I'm a materials engineer and, in my present capacity as a metallurgist for an aluminum extrusion company, I've investigated cryogenic treatment of tooling and dies at length. It's benefits are a given here. However, I've also investigated its merits in audio. All of what's been said already is correct: in metals it eliminates microvoids and (in my opinion, it being difficult to analyze) eliminates dislocations from the crystalline structure. The microvoid elimination I suspect is very beneficial in and around grain boundaries which, by nature, are simply empy space in the metal.
HOWEVER, with respect to to tubes, I STRONGLY urge caution here over concerns of tube life. You can cryo just about any material safely with the right equipment and procedures, i.e., the guys doing it are worth their salt. It's glue bonds that aren't a good thing to cryogenically treat.
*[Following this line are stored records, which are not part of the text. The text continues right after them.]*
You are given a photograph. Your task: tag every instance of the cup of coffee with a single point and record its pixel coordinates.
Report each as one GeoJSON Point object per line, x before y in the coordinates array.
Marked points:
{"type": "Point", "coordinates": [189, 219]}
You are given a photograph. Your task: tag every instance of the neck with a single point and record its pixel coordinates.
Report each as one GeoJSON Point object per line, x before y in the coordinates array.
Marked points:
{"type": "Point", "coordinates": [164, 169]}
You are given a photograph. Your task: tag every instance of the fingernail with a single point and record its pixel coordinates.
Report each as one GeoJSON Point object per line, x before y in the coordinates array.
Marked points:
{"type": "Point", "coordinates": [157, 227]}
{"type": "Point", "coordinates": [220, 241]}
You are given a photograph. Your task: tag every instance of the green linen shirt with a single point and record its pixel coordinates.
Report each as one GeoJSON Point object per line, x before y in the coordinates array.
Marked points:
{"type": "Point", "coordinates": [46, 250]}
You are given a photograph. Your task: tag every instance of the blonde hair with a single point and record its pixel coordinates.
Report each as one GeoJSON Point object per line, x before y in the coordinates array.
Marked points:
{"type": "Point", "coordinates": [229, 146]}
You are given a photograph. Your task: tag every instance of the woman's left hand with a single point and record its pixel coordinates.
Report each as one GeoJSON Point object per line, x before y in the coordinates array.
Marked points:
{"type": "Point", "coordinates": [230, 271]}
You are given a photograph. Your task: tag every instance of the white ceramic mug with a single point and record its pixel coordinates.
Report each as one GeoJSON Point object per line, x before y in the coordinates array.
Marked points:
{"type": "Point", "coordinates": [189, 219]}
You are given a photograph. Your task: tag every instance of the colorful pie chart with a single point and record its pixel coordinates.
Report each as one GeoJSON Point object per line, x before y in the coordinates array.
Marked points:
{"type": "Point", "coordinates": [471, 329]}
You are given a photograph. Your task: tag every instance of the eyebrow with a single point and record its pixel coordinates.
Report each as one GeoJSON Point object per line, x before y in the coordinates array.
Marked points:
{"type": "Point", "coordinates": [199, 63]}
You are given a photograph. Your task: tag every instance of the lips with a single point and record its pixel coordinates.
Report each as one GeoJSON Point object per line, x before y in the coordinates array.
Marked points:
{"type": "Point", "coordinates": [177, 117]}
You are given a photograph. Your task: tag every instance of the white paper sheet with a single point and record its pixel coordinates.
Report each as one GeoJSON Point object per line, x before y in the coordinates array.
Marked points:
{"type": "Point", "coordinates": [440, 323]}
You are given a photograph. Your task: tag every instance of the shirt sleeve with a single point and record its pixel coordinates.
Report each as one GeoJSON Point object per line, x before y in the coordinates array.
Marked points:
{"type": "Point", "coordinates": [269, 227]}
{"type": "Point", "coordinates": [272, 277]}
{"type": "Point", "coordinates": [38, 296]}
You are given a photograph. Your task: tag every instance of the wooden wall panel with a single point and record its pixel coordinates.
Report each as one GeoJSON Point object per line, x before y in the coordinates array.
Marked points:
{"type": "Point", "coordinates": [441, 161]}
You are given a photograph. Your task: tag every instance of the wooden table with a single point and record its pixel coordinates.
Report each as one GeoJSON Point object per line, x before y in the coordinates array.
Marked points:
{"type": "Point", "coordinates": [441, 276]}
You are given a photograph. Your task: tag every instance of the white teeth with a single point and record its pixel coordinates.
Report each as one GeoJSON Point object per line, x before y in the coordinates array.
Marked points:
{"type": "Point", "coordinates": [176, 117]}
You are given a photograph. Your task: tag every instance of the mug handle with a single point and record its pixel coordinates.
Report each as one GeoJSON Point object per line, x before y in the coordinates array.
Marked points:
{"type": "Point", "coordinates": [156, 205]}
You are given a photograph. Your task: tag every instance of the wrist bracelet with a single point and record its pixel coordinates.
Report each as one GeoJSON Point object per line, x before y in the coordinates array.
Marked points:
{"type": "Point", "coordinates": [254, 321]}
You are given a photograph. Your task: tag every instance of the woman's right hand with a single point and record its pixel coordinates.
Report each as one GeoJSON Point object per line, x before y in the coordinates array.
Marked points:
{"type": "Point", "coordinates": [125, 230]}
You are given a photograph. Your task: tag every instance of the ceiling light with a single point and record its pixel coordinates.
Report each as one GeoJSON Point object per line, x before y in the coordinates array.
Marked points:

Ask a few cryo outfits and they'll tell you that doing speaker drivers, for example, aren't a good idea because of the glue bonds between cone and surround, etc.
Correct me if I'm wrong but the glass around the tube plate structure is glue bonded to the base. Once that bond is compromised, you lose vacuum and tube life goes out the door. Caveat emptor (and I use tube gear and personally wouldn't try it on tubes unless their cheapo new production ones -- no way would I risk any NOS ones).